The Clemson Tigers men's basketball statistical leaders are individual statistical leaders of the Clemson Tigers men's basketball program in various categories, including points, rebounds, assists, steals, and blocks. Within those areas, the lists identify single-game, single-season, and career leaders. The Tigers represent Clemson University in the NCAA's Atlantic Coast Conference.

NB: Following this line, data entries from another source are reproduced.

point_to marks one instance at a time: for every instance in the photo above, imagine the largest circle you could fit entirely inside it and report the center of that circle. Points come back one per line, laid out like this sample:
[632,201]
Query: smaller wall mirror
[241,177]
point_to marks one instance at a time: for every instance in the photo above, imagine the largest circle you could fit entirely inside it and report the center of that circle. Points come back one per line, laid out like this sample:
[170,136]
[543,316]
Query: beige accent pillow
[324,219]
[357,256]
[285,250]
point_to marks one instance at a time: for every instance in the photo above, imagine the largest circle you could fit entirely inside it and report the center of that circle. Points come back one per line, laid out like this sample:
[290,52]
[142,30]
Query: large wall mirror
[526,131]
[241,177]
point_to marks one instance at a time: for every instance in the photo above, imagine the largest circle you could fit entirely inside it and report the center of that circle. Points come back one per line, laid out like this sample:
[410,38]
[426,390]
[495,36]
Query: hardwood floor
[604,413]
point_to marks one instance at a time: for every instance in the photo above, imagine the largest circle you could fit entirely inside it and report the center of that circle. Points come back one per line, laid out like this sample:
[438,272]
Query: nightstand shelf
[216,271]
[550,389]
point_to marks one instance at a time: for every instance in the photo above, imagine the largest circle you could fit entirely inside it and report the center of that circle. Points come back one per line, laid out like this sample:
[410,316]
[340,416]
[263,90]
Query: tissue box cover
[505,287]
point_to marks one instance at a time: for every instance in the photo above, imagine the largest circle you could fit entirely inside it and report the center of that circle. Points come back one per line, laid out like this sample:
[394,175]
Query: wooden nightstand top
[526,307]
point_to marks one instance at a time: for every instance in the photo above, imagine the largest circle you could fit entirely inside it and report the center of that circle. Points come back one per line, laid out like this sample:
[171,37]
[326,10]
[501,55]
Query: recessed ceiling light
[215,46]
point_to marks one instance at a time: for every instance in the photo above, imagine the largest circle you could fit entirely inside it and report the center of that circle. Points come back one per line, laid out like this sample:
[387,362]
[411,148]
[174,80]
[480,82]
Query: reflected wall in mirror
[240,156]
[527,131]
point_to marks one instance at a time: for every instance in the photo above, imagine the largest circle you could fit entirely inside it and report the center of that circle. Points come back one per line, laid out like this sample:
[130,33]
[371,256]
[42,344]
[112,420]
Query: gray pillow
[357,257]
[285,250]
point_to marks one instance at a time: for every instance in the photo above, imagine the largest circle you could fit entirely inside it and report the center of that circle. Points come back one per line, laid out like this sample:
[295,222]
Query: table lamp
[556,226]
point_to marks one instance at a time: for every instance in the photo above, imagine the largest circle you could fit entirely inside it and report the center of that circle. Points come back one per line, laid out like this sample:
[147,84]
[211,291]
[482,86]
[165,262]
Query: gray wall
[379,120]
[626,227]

Clemson began competing in intercollegiate basketball in 1911. However, the school's record book does not generally list records from before the 1950s, as records from before this period are often incomplete and inconsistent. Since scoring was much lower in this era, and teams played much fewer games during a typical season, it is likely that few or no players from this era would appear on these lists anyway.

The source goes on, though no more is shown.